Em Gaza, estão a brincar com rockets e RPGs, a lutar com armas improvisadas e, no entanto, estão a resistir. Nós não choramingamos, morremos de pé, atacamos os tanques a pé, correndo em direcção a eles, e o inimigo tem medo, e o inimigo recua. De que é que ele tem medo? Essa é a diferença. O inimigo tem medo perante a vontade infinita, o desespero, a esperança e a coragem. Em Gaza, não pedimos nada. Estamos a lutar. Estamos apenas a pedir às pessoas de todo o mundo que se manifestem por Gaza, pela Palestina. Pedimos-lhes que rezem por Gaza. É uma determinação incrível.

Determinação e convicção são obviamente o que falta aos líderes saciados dos Estados árabes vizinhos. São como os animais da selva que assistem, imóveis, assustados, fascinados e a tremer, à devoração de um dos seus por feras ferozes, na esperança de serem poupados.

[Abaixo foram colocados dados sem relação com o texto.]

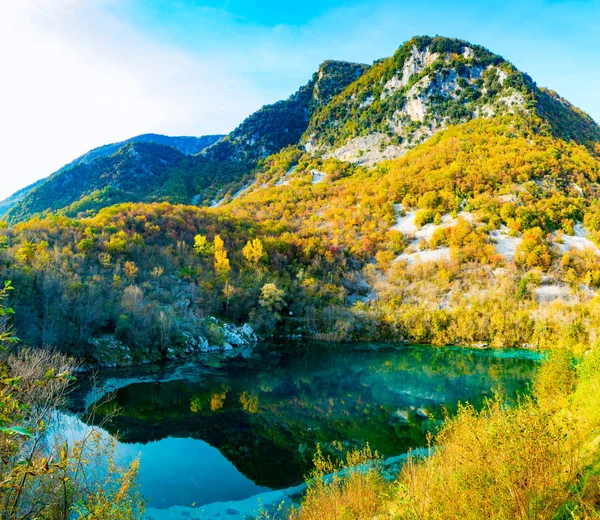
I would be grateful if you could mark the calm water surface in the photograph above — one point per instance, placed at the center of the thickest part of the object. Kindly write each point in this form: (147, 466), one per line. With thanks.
(227, 429)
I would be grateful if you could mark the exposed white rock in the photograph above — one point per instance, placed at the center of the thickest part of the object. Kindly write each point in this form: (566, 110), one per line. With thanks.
(284, 181)
(317, 176)
(550, 292)
(432, 255)
(505, 245)
(367, 149)
(416, 109)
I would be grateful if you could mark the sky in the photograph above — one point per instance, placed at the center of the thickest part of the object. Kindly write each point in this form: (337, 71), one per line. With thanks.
(77, 74)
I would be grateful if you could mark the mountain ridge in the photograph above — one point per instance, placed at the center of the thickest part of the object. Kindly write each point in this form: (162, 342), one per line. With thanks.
(355, 113)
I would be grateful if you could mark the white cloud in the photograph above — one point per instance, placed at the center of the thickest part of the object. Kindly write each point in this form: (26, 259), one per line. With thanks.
(76, 77)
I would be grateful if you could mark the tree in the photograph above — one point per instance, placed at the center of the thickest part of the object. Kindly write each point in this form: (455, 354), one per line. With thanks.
(201, 245)
(254, 252)
(222, 266)
(271, 298)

Os dois conflitos, o de Kiev e o de Gaza, são militarmente e humanamente diferentes. Mas a sua simultaneidade no tempo faz-nos reflectir sobre as suas semelhanças e as suas diferenças. É certo que há heroísmo de ambos os lados. A Ucrânia não tem falta dele, tal como a Rússia, e têm-no demonstrado ao longo da sua história. A perda de vidas, tanto do lado ucraniano como do lado russo, é considerável. Mas trata-se de dois exércitos que se enfrentam, que se defendem mutuamente. Gaza é um gueto, uma prisão a céu aberto. A população não tem para onde ir. Querem que sejam assassinados à porta fechada. Para os palestinianos, conseguir existir, impor um cessar-fogo e acabar com o massacre já é uma vitória. É aí que reside a diferença.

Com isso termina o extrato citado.